Governor Obiano. Photo: ENETRNIGERIA

Some stakeholders, under the auspices of Anambra State Major Sports Stakeholders, have faulted the delay in properly constituting and inaugurating the state’s Sports Development Commission almost one year after the House of Assembly passed the bill into law.

Sources close to The Guardian revealed that Governor Obiano was yet to assent the bill into law, while his appointed Chairman, Tony Oli has been running the commission as a sole administrator, contrary to the provisions of the law establishing the commission.

Oli, it was gathered, was moved from State Joint Local Government Account Committee, where he worked as the Chairman, to serve as the Chairman of the expected six-man board of the newly-designated Sports Commission less than two years ago.

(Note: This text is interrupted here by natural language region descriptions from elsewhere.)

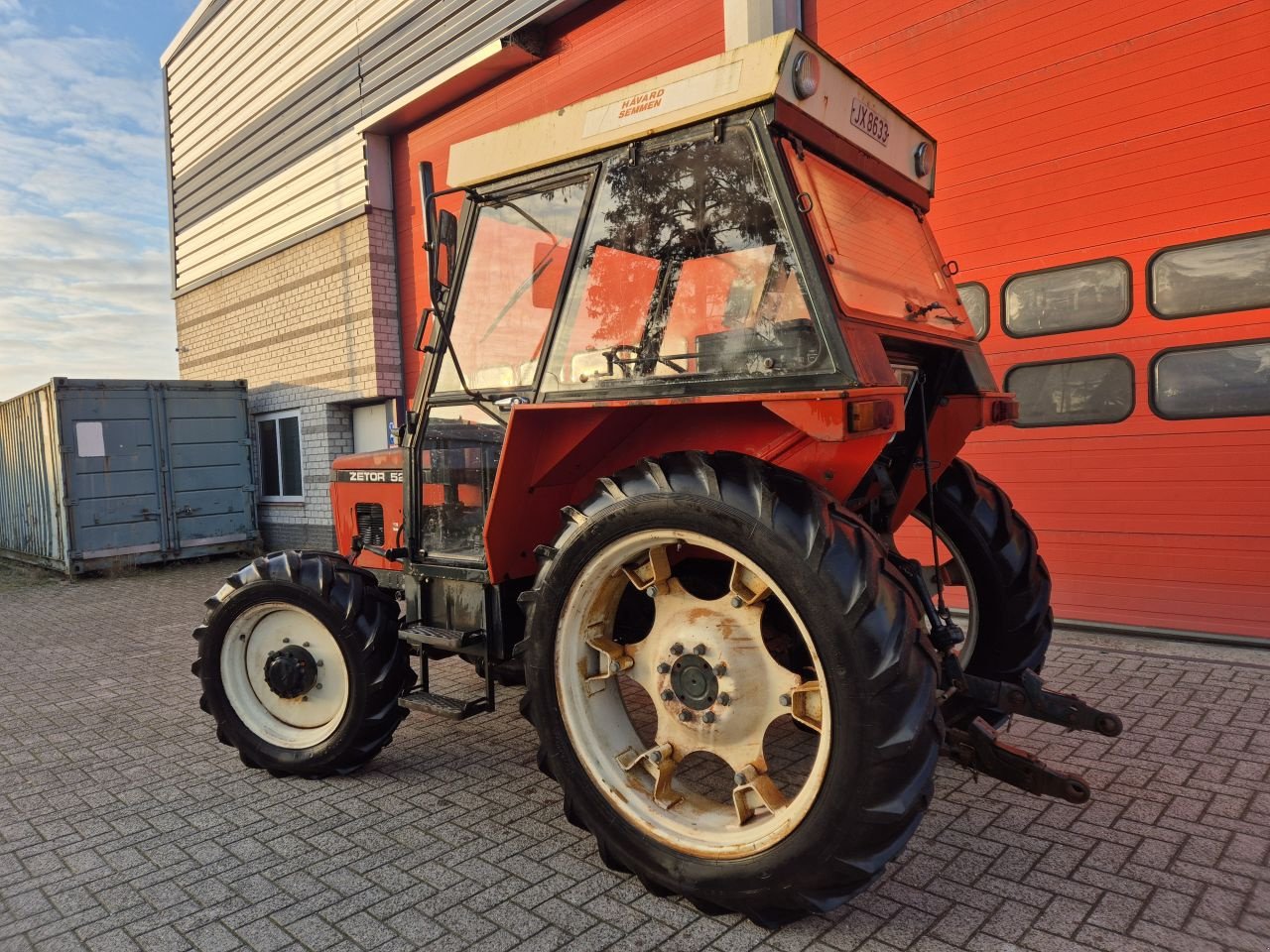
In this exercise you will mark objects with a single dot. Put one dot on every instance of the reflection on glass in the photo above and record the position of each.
(460, 458)
(509, 287)
(1213, 381)
(1067, 298)
(1072, 391)
(974, 298)
(1220, 276)
(686, 272)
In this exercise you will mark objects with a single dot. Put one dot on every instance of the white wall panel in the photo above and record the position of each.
(266, 99)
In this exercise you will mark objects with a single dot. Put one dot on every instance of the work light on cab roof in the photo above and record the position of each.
(694, 368)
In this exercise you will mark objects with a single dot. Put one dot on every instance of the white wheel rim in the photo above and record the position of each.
(638, 775)
(959, 571)
(286, 722)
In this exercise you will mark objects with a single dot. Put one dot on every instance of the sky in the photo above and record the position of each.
(85, 286)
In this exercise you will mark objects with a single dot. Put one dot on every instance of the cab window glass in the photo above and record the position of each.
(1220, 276)
(509, 287)
(1083, 296)
(974, 298)
(1232, 380)
(461, 448)
(686, 272)
(1069, 393)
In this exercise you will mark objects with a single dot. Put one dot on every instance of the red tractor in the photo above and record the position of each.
(695, 358)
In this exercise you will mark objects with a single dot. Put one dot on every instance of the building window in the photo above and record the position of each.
(1228, 275)
(370, 524)
(974, 298)
(1060, 299)
(1223, 380)
(278, 442)
(1070, 393)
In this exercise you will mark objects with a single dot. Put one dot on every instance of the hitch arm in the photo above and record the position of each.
(1030, 699)
(979, 749)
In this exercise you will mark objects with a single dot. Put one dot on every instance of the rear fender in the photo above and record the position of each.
(554, 453)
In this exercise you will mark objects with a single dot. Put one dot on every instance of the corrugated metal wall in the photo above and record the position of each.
(31, 506)
(263, 104)
(1072, 131)
(98, 471)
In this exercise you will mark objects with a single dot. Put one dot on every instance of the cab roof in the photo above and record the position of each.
(749, 75)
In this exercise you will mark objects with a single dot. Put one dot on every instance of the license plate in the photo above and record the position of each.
(869, 122)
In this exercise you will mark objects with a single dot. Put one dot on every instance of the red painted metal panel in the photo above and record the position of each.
(1075, 131)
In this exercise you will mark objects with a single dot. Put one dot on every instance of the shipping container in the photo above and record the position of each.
(104, 472)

The Stakeholders in a statement signed by Joe Onubogu and Dona Ibeneme, lamented a situation “where one man has arrogated to himself the power of deciding the fate of sports in our dear state without the composition and inauguration of five other members of the commission.

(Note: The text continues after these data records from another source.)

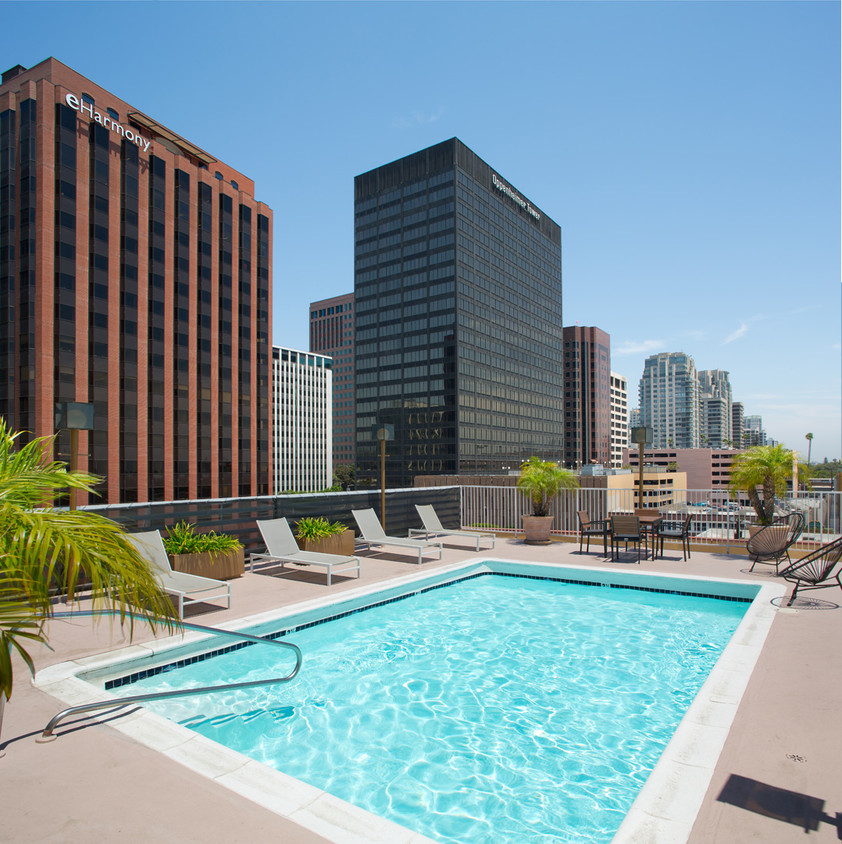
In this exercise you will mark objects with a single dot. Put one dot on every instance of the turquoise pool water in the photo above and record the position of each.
(496, 709)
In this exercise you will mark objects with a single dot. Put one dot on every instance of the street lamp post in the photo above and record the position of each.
(643, 437)
(383, 433)
(74, 416)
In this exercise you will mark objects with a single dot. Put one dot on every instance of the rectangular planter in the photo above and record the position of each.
(222, 565)
(340, 543)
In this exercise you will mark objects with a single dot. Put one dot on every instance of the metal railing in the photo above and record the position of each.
(117, 703)
(717, 518)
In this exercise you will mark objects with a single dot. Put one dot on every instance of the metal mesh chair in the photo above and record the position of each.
(677, 530)
(772, 543)
(626, 529)
(589, 528)
(815, 571)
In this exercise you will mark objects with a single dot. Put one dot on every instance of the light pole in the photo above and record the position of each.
(643, 437)
(74, 416)
(383, 433)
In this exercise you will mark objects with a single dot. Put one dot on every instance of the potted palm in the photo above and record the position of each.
(44, 550)
(542, 480)
(215, 555)
(315, 533)
(762, 473)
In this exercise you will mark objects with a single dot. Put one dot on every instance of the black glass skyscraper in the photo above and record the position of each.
(458, 322)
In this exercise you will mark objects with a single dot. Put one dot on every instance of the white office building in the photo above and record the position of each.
(302, 420)
(619, 404)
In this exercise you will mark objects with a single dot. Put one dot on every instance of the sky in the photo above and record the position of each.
(690, 152)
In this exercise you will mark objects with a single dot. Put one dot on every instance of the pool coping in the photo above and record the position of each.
(664, 810)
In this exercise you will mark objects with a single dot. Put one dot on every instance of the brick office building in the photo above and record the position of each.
(135, 274)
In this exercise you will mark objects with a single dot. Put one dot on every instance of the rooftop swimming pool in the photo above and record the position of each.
(489, 701)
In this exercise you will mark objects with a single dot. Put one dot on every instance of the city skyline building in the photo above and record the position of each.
(136, 276)
(619, 418)
(715, 408)
(587, 396)
(737, 425)
(332, 333)
(302, 420)
(458, 303)
(753, 433)
(669, 400)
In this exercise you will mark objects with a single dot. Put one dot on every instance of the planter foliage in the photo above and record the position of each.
(183, 539)
(542, 481)
(766, 468)
(317, 527)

“Mr. Oli is presently the Chairman/Secretary/Accountant/and PRO of Anambra State Sports Development Commission, while the bill that establishes (ed) the commission made provisions for six persons, apart from Conventional Civil Servant(s), who are supposed to come on secondment to the commission,” they said.

They alleged that the Sports Commission boss had continued to act as a sole administrator, having allegedly frustrated the drafting of a lawyer to serve as secretary and an accountant, among other civil servants posted by the office of the Head of Service to the commission.

While describing him as a strange element in sports circle, they also faulted him of neglecting Article 21, sub-section 1 of the passed bill “…which clearly stated that quorum of the commission shall be four persons out of six, but in this case, Mr. Oli is the only person running the commission.”

The group called on Obiano “to save sports in Anambra State by constituting Anambra State Sports Development Commission to include a chairman, who is conversant with sports administration, a lawyer from Ministry of Justice as Secretary of the commission, an accountant, three persons from the three senatorial zones as stipulated by the law and two other members making a total of six persons.”

The signatories also suggested that members of the commission should also include a nominee of disabled persons in sports, a representative of Sports Writers Association of Nigeria (SWAN), a school sports representative and a member of Anambra State Football Association.

In addition, the stakeholders urged the governor to pick a day to formally inaugurate the commission (after his assent to the bill) “to give the body the backing of the law as the state is too big for one man in the class of Tony Oli to lay claim to sports monopoly in Anambra State.”